[openstack-dev] Fwd: [Distutils][pbr][devstack][qa] Announcement: Pip 10 is coming, and will move all internal APIs
Doug Hellmann
doug at doughellmann.com
Fri Oct 20 20:32:05 UTC 2017
Excerpts from Clark Boylan's message of 2017-10-20 13:14:13 -0700:
> On Fri, Oct 20, 2017, at 11:17 AM, Clark Boylan wrote:
> > On Fri, Oct 20, 2017, at 07:23 AM, Doug Hellmann wrote:
> > > It sounds like the PyPI/PyPA folks are planning some major changes to
> > > pip internals, soon.
> > >
> > > I know pbr uses setuptools, and I don't think it uses pip, but if
> > > someone has time to verify that it would be helpful.
> > >
> > > We'll also want to watch out for breakage in normal use of pip 10. If
> > > they're making changes this big, they may miss something in their own
> > > test coverage that affects our jobs.
> > >
> >
> > After a quick skim of PBR I don't think we use pip internals anywhere.
> > Its all executed via the command itself. That said we should test this
> > so I've put up https://review.openstack.org/513825 (others should feel
> > free to iterate on it if it doesn't work) to install latest pip master
> > in a devstack run.
>
> The current issue this change is facing can be seen at
> http://logs.openstack.org/25/513825/4/check/legacy-tempest-dsvm-py35/c31deb2/logs/devstacklog.txt.gz#_2017-10-20_20_07_54_838.
> The tl;dr is that for distutils installed packages (basically all the
> distro installed python packges) pip refuses to uninstall them in order
> to perform upgrades because it can't reliably determine where all the
> files are. I think this is a new pip 10 behavior.
>
> In the general case I think this means we can not rely on global pip
> installs anymore. This may be a good thing to bring up with upstream
> PyPA as I expect it will break a lot of people in a lot of places (it
> will break infra for example too).
>
> Clark
>
Yes, it would be good for someone who understands the cases where we're
doing these sorts of global package installations using pip to post on
distutils-sig explaining the breakage and asking for some time to let us
work around the issue.
We have a couple of ways to mitigate it, depending on the situation.

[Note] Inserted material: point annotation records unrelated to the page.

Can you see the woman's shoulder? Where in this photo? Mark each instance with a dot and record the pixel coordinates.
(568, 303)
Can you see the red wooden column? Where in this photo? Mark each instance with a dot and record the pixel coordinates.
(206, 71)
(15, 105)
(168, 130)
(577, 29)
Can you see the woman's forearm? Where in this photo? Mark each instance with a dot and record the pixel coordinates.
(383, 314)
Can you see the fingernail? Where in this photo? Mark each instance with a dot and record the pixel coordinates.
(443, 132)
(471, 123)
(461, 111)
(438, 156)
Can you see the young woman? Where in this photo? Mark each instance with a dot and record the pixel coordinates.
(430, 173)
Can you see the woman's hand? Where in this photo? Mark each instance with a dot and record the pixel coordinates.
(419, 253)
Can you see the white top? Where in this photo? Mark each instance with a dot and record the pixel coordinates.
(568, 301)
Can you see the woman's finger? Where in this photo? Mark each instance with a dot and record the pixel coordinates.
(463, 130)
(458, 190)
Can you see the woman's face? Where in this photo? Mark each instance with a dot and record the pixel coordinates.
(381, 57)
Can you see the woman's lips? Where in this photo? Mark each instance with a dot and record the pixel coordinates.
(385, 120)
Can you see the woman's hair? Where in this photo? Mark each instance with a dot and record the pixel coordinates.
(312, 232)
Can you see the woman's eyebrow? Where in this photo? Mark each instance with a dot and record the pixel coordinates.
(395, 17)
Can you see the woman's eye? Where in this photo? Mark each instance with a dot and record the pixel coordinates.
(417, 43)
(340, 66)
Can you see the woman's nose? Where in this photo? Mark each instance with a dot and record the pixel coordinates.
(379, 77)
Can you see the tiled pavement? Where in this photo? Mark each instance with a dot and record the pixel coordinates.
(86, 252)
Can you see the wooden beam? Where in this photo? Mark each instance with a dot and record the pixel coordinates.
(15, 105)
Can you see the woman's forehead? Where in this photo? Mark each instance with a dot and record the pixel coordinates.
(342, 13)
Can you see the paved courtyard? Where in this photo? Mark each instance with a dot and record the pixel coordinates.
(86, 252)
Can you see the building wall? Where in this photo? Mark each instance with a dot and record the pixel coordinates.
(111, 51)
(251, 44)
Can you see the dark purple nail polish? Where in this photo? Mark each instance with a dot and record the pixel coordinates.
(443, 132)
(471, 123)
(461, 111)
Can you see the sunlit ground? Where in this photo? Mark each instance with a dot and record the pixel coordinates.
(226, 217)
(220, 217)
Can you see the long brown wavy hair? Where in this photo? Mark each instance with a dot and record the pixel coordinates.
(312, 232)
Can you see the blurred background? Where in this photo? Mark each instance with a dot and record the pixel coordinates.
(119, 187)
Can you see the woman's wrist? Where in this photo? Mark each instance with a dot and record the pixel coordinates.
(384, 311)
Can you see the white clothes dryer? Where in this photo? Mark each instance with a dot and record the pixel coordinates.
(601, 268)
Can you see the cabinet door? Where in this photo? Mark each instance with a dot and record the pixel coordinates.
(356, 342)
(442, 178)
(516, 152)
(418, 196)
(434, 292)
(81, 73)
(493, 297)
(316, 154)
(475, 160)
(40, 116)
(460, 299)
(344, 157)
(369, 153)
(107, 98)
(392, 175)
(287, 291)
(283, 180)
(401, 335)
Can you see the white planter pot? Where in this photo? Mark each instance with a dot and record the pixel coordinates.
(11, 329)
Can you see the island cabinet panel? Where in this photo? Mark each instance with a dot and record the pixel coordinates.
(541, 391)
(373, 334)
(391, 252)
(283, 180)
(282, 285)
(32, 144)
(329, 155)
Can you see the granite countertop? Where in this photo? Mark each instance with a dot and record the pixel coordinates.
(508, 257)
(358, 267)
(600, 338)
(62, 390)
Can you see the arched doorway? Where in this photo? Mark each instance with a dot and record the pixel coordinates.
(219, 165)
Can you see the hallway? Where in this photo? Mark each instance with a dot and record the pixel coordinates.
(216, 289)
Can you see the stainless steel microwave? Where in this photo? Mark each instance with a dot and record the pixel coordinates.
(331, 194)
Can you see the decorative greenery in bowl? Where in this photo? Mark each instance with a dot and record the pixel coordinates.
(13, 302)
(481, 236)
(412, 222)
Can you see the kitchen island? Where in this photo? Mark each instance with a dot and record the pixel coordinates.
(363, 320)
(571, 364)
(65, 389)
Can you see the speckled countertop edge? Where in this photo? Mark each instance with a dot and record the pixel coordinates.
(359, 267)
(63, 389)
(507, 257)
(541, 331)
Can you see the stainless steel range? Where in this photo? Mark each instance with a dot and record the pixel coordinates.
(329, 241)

1. Pin the affected packages to the system package versions in our
constraints list.
2. Install into a virtualenv that ignores system packages, avoiding the
need to upgrade at all.
3. Remove the system package before installing from pip (why is it there
in the first place?).
It's not clear to me which is the best approach. I've added
[devstack][qa] to the subject line to draw some more attention to
this thread from folks familiar with these jobs.